In the year 696 of Rome (58 B.C.), the Helvetii appoint their rendezvous at Geneva for a day fixed: “is dies erat a.d.v. Kal-Aprilis.” (Cæsar, De Bello Gallico, I. 6.) This date corresponds with the Julian 24th of March, the day on which the spring equinox fell. The Helvetii had taken this natural period; Cæsar has referred it to the Roman calendar.[933]

In the year 700 of Rome (54 B.C.), Cæsar, after his second campaign in Britain, re-embarks his troops “quod æquinoctium suberat.” (De Bello Gallico, V. 23.) He informs Cicero of it on the 6th of the Calends of October, the Julian 21st of September. (Cicero, Epist. ad Atticum, IV. 17.) The equinox fell on the 26th of September.[934]

In the year 702, on the 13th of the Calends of February (that is, on the 30th of December, 53 B.C.), Clodius is slain by Milo. (Cicero, Orat. pro Milone, 10.) Pompey is created consul for the third time on the 5th of the Calends of March, in the intercalary month. (Asconius.)

In the year 703, Cicero writes to Atticus (V. 13): “I have arrived at Ephesus on the 11th of the Calends of Sextilis (12th of July, 51 B.C.), 560 days after the battle of Bovillæ;” an exact computation, if we count the day of the murder of Clodius, and reckon 23 days for the intercalation of 702.[935]

In the year 704 the intercalation is omitted. Cæsar’s partisans demanded it in vain. (Dio Cassius, XL. 61, 62.)

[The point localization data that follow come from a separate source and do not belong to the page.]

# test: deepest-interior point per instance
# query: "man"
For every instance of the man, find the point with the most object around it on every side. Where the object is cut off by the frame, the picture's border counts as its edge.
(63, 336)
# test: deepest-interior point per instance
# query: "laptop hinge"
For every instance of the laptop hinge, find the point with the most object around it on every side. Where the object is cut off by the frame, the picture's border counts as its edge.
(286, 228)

In 705, Cicero, who hesitates in joining Pompey, writes to Atticus: “a.d. xvii Kal. Junii: Nunc quidem æquinoctium nos moratur, quod valde perturbatum erat.” It was the 16th of April; the equinox was passed 21 days before, and the atmospheric disturbances might still last. Or was it anything else than an excuse on the part of Cicero?

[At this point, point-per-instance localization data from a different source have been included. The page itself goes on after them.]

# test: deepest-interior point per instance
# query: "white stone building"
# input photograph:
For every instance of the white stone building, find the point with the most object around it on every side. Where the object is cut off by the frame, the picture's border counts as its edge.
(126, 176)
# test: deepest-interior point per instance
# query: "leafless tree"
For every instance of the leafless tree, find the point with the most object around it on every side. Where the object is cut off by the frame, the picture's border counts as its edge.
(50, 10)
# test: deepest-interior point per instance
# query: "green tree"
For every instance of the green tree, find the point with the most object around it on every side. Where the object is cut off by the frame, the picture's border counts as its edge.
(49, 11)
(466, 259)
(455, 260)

Cæsar embarks at Brundusium on the eve of the Nones of January, 706. (De Bello Civili, III. 6.) It is the 28th of November, 49 B.C. “Gravis autumnus in Apulio circumque Brundusium ... omnem exercitum valetudine tentaverat.” (De Bello Civili, III. 2, 6.)—“Bibulus gravissima hieme in navibus excubabat.” (De Bello Civili, III. 8.)—“Jamque hiems appropinquabat.” (De Bello Civili, III. 9.)

After his arrival at Rome towards the end of the year 707, Cæsar started again for the African war. It was only on his return towards the middle of the year 708, that he could devote himself to the re-organisation of the Republic and the reform of the calendar. According to Dio Cassius (XLIII. 26), “as the days of the year did not concord well together, Cæsar introduced the present manner of reckoning, by intercalating 67 days necessary to restore the concordance. Some authors have pretended that he intercalated more; but this is the truth.”[936]

What concordance was it that required to be established thus? The 67 days necessary were exactly what required to be added that, in the secular year of Rome 700, the Julian month of March should coincide with the ancient Roman month of March. The month of March of the year 700 of Rome is the true starting-point of the Julian style.